Categories slowly return to radio; hotels and furniture show promise

Data from NLogic shows that rebounds haven't been as clear-cut as on TV.

For some media companies, the COVID-induced recession is showing signs of being more V-shaped than U-shaped. For instance, recent data from NLogic found that TV is seeing a category-by-category return to advertising. But the same firm found that the same speed of recovery isn’t quite true for radio – so far.

NLogic’s data is divided into four major periods (including the two months prior to COVID, March to May, May to July and July to September) and a number of categories saw a lift in the last two months after three periods of softness. But radio’s rise back is modest.

This coincides with various predictions from ad buyers, analysts and firms that state that radio buying may not resume at full strength until well after the need to work from home has passed.

Unlike TV, where consumption patterns weren’t affected as drastically by lockdown – especially once sports returned – NLogic’s own data shows that radio listening patterns have changed significantly, with the peak morning drive-time hour decimated and listening being spread more evenly throughout the morning. Buyers have agreed that without one clear window guaranteed to reach a high number of listeners, it could mean brands have to rethink their radio strategies.

The four categories that rebounded the most – approaching or exceeding pre-lockdown levels – are retail, automotive, banks and telecom, which are at 65%, 93%, 109% and 114%, respectively, of their pre-lockdown ad load.

Within retail, home furnishings made the most distinct comeback, although it’s still just barely scratching the level of pre-lockdown advertising. Health stores and apparel are also approaching pre-COVID levels of radio ad buying, although those have comparatively smaller ad loads – currently, both buy at a frequency of 26% or less of what furnishing retailers buy. Specialty retailer and sports categories have also come back to pre-COVID levels, but are even smaller in terms of scale.

Broader categories that haven’t quite recovered yet include recreation, travel, real estate and electronics. This is even despite rebounds – for example, recreation lifted in the July to September period after months of dips, but is still only at 27% of its pre-COVID ad load. No one sub-category within recreation has come close to its pre-COVID levels or even shown significant signs of rebound – lotteries are still at one quarter of their pre-COVID strength, casinos and resorts are at 1.7%, and sports teams and performing arts are still not yet back on the board.

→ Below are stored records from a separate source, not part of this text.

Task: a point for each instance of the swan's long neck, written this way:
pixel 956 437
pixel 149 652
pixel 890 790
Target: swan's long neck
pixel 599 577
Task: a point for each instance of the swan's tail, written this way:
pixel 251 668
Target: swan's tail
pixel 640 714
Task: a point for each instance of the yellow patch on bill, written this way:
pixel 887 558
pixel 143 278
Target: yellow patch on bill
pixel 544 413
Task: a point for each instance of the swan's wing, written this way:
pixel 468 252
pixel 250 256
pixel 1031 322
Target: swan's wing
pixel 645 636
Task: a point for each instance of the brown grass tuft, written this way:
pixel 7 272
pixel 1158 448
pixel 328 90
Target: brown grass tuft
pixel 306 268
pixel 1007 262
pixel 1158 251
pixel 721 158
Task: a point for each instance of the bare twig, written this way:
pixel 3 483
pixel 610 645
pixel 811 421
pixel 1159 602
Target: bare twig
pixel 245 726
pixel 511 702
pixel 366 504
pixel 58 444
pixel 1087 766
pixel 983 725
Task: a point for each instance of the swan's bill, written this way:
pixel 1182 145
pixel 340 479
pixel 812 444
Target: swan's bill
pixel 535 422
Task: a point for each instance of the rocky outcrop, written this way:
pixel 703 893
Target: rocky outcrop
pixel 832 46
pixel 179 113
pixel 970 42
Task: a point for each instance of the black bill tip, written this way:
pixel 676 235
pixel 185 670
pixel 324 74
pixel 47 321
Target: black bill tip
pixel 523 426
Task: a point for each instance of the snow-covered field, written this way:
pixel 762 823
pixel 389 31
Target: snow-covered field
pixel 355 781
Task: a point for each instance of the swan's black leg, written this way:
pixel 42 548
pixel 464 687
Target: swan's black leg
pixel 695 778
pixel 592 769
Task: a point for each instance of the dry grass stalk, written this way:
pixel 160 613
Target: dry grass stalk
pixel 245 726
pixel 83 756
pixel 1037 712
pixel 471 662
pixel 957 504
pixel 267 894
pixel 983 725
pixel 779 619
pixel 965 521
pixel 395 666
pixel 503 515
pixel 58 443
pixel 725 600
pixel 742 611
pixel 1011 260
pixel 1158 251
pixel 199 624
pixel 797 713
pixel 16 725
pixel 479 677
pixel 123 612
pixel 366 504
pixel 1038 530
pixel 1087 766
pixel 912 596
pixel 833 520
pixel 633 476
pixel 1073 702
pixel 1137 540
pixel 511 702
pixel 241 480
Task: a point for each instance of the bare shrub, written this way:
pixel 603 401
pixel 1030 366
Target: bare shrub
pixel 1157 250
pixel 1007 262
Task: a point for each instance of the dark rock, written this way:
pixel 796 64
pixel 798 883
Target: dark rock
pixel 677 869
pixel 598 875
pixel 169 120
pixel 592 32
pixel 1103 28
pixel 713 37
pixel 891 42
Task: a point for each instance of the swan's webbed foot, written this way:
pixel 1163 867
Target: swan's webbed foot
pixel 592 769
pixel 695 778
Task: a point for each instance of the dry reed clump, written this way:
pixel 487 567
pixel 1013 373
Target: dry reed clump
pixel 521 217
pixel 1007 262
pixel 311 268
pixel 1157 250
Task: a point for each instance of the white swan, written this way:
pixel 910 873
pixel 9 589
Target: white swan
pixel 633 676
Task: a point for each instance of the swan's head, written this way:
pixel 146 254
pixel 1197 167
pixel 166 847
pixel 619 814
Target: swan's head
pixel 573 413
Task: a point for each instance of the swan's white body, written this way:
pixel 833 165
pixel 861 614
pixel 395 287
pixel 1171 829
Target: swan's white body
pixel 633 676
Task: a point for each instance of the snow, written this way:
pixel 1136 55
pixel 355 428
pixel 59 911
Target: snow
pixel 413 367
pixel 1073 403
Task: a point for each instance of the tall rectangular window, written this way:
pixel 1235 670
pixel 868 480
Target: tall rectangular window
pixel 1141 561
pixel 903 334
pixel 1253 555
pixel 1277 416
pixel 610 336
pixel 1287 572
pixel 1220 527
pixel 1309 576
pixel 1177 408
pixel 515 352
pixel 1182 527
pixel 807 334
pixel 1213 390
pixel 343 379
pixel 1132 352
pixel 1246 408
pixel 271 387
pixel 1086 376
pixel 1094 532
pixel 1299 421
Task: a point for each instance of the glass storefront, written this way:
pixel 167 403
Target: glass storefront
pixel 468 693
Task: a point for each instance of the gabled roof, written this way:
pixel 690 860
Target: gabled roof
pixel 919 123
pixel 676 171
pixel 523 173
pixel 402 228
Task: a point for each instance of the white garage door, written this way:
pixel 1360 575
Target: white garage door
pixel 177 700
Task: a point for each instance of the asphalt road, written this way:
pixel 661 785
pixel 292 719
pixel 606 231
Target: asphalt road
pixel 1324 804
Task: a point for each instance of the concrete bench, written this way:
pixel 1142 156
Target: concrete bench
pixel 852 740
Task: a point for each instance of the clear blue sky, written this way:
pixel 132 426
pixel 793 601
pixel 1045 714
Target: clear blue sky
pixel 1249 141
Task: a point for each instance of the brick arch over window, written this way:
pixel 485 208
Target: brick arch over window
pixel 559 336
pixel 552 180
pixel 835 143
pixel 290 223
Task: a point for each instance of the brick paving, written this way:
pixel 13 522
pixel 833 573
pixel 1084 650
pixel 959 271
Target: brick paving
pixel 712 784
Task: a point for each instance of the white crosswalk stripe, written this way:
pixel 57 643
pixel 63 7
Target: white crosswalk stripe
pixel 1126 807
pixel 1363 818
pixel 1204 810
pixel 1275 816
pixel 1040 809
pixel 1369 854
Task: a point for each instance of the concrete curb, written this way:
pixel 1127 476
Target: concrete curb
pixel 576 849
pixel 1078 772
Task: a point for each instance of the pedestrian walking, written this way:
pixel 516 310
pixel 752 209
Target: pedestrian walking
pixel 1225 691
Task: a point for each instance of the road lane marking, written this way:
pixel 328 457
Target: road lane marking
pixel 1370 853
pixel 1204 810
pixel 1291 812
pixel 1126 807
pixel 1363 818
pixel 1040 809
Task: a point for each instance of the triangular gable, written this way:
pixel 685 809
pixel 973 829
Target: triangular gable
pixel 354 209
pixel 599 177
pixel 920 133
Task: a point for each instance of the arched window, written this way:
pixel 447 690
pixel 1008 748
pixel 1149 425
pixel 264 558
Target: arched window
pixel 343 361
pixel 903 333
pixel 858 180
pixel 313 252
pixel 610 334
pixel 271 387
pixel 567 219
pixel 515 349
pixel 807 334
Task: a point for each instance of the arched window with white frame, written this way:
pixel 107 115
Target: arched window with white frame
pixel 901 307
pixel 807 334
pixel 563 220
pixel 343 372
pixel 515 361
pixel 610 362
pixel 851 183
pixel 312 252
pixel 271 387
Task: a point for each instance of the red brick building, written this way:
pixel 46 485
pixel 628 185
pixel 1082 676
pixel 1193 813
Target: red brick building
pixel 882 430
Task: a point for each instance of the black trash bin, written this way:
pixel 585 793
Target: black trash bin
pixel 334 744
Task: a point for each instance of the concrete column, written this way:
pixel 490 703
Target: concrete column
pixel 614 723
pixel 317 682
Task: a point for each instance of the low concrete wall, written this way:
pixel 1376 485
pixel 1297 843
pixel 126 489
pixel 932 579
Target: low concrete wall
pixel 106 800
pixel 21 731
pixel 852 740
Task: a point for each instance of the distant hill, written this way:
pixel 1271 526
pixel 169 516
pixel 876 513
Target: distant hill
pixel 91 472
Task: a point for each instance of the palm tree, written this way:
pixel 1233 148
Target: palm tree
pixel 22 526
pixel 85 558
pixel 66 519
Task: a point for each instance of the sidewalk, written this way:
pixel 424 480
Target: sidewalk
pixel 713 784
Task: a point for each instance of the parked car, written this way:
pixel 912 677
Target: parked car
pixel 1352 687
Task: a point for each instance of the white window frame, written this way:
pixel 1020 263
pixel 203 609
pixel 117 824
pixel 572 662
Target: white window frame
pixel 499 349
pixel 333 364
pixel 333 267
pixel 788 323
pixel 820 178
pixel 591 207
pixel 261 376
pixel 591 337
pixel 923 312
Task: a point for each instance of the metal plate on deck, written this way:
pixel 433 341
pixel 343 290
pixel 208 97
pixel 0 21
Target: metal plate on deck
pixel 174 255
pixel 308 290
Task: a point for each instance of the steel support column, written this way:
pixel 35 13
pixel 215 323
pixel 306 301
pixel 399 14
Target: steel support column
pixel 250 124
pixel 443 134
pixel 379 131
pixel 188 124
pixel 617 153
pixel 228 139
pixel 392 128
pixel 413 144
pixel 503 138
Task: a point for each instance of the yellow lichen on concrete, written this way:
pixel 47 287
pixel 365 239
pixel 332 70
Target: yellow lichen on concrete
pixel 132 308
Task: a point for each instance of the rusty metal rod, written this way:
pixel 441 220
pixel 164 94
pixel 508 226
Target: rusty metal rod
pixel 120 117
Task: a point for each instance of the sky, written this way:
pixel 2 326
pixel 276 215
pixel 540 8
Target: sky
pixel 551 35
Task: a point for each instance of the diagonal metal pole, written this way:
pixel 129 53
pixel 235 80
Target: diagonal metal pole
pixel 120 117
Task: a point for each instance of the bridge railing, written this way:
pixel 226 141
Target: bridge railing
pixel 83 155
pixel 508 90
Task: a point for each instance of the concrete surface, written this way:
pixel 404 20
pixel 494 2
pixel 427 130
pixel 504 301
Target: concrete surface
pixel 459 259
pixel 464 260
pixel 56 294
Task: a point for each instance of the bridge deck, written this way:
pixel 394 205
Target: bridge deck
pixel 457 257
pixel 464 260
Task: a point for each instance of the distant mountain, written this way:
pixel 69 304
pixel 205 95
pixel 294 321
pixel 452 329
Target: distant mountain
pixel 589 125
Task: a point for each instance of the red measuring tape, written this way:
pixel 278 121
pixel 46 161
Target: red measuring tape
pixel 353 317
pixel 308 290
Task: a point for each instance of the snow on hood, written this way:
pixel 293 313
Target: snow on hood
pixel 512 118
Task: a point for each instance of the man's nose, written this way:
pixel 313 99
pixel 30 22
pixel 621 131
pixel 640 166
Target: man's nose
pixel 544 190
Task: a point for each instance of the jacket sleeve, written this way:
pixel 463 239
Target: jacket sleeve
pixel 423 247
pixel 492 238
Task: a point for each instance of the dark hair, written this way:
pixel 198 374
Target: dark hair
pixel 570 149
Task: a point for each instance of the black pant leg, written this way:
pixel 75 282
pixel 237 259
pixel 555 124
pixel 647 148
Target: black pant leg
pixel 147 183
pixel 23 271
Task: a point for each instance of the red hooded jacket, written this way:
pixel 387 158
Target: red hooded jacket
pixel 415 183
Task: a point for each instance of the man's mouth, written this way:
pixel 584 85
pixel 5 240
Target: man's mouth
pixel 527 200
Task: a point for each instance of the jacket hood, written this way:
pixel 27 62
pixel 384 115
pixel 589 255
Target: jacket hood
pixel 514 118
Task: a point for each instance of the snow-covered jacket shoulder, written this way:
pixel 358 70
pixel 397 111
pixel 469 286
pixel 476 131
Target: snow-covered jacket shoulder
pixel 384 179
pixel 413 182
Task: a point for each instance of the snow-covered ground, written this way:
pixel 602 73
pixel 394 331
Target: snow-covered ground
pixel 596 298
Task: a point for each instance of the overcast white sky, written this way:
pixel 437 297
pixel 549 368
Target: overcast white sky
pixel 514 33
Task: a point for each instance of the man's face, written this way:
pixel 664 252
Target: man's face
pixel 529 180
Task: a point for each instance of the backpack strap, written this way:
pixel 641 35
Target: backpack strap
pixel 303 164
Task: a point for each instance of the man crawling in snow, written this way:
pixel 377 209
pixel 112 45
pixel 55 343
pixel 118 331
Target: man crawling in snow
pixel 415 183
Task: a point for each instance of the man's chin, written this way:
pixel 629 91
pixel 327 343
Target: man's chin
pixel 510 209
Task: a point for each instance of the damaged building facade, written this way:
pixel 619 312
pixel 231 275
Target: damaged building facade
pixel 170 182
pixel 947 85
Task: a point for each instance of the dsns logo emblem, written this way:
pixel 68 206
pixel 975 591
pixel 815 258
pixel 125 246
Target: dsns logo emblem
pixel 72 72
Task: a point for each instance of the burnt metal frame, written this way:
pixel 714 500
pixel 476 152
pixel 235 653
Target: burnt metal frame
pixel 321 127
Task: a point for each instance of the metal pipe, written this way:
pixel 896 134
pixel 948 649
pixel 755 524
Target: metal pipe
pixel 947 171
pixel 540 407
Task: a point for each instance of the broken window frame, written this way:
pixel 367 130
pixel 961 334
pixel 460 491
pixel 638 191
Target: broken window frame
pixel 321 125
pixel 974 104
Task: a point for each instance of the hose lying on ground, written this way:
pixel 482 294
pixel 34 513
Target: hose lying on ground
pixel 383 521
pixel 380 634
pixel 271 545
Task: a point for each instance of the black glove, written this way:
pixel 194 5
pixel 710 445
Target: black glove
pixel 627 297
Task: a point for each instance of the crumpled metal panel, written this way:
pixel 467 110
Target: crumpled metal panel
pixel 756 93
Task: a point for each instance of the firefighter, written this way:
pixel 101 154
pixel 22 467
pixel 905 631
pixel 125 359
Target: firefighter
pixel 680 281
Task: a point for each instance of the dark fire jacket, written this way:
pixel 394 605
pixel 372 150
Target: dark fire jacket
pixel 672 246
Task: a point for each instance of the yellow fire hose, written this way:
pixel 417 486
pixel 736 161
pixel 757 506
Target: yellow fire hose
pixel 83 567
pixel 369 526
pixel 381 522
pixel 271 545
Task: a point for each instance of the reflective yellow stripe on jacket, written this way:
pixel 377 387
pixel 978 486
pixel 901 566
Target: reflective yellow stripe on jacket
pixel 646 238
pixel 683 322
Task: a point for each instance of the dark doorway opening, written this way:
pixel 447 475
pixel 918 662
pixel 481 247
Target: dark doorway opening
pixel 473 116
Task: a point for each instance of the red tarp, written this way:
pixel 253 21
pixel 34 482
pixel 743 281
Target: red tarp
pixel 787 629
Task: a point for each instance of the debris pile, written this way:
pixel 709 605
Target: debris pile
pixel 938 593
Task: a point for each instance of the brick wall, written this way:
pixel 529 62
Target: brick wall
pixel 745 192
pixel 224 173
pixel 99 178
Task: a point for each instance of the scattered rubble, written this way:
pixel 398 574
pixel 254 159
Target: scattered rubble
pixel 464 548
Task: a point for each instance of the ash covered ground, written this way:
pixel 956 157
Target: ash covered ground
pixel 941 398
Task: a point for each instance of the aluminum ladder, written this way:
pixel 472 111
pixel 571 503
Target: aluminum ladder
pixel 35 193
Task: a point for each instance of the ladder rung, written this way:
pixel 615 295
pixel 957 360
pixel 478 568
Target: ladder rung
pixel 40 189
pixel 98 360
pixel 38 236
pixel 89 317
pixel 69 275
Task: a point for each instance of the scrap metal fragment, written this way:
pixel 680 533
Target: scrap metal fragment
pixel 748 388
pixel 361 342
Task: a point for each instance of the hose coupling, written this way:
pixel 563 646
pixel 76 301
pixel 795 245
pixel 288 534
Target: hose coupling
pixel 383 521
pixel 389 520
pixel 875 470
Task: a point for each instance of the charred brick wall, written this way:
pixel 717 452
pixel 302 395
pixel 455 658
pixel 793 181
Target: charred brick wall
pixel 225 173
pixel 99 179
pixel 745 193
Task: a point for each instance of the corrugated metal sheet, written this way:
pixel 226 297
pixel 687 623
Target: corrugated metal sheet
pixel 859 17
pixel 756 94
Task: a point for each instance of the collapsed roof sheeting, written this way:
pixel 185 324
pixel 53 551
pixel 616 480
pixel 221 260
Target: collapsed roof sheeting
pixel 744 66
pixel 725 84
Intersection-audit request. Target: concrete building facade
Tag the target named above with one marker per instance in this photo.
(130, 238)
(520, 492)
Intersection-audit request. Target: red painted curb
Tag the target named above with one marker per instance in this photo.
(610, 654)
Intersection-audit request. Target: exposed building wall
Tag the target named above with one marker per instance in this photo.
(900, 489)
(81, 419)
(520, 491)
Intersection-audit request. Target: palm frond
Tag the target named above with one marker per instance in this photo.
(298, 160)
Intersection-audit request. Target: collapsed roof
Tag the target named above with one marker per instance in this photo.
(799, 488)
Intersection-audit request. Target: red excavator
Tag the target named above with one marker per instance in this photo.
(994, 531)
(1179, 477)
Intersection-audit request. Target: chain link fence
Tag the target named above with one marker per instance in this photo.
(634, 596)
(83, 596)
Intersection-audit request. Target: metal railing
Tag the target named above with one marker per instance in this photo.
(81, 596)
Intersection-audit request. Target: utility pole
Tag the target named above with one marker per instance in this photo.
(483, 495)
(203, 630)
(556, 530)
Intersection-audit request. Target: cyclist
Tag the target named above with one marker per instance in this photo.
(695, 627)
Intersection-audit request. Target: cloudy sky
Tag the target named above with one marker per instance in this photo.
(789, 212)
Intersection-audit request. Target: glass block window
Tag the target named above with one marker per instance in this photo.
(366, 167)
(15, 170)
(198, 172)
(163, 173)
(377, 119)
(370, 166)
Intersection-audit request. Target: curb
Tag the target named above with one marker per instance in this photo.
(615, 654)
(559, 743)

Some of the categories with few signs of rebound do have sub-categories within them that could be a saving grace for radio. For example, in the hotel and travel category, even though segments like travel services and rewards are at 7% of their high point and transportation is at 6%, accommodations (which includes hotels as well as services like AirBNB) have bounced back healthily – currently at 75% of their winter levels and riding a general upward trend. Transportation infrastructure is also way up, at more than four times its winter ad levels, however it only represents less than one sixth of all travel and transportation advertising.